君を好きな理由
「捜しました」

「ああ。うん。ごめん」

上を見ると、困ったような博哉の顔。

それからついっと指先で眼鏡を直すと、明らかに作り笑いで九条を見た。


「九条さんも、久し振りですね」

九条はにこやかな笑顔を浮かべたまま、ゆったりと頷いた……つもりらしい。


実際は少しひきつっている。


まぁ、目の前で人の事を抱きしめながら、挨拶するのは私もどうかと思うけどね?


「ああ。葛西君は元気そうだね。営業の人の付き添いで、よくうちの会社に来ていたけれど」

「そうですね、取引をしていた頃は。うちはもう手を引きましたが、以前はよく伺いました」

それから博哉はますます晴れ晴れと微笑んで、首を傾げる。

「貴方とは社内ではお会いした事は一度も無いですが、祝賀会などではよくお会いしましたね」

「…………」


博哉はかなーり皮肉屋なんだなー。


「日曜なのにビジネススーツですか? 大変ですね」

「そういうそちらは? こんな陽の高いうちから、随分と賑やかな一団とご一緒されておりましたね。

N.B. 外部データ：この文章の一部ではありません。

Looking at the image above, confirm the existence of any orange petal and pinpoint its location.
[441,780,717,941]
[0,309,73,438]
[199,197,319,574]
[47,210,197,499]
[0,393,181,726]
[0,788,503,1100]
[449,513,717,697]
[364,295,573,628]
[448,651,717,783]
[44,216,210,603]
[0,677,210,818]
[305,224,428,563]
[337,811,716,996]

何のパーティですか?」

「友人の結婚式です」

パッと九条の顔が赤くなった。

何か勘違いしていたのか、微かに後ろ暗そうにしている。

そこに爽やかに、博哉は追い討ちをかけていた。

「俺は社用でもなければ、パーティの類いは嫌いですし。九条さんはお好きだったとお聞きしたことがありますが。今は全く出席されないとか?」

「……仕事が忙しくてね」

「ええ。そうでしょう。株式市場を見ていれば解ります。では、お引き留めするのも申し訳無いので、そろそろお暇させて頂きます」

そう言って私の手を引いて立ち去ろうとしたけど……

やっぱり九条はその背中に向かって、吐き捨てるようにして呟く。


「持っていれば何でも手にはいると思わないことだな。自分の女をブランド物で着飾ってやるのも、どうせ親の金だろう」

「…………」

「…………」


思わず博哉と顔を見合わせて、それから九条を振り返る。


「あのね。すごーく勘違いしているみたいだから言っておくけど」

ドレスワンピを指差し、少し険のある九条に苦笑した。

「確かにブランド物だけど、これくらいのワンピースは私は自分で買えるし、自分で買えないようなものは欲しいとは思わないの」

……あの親にしてこの子あり、なのかしら。

「貴方は色々と間違っているよね……私は好きだから付き合ったの。誰かの息子だから、好きになった訳じゃ無いの」

でも貴方は、そう思っていた訳なのよね。

言いながら、博哉の腕に腕を絡ませる。

「でも、終わった事だもの。今更貴方にあれこれ言われる筋合いはないし、言うつもりもないわ」

「はるか……」

「貴方に“はるか”って呼ばれる義理もないし。人が背中を向けないと、文句も言えない人は願い下げだわね」

言いきって、博哉の腕を引いた。

引いて、路地裏から出ると、二人で無言で歩く。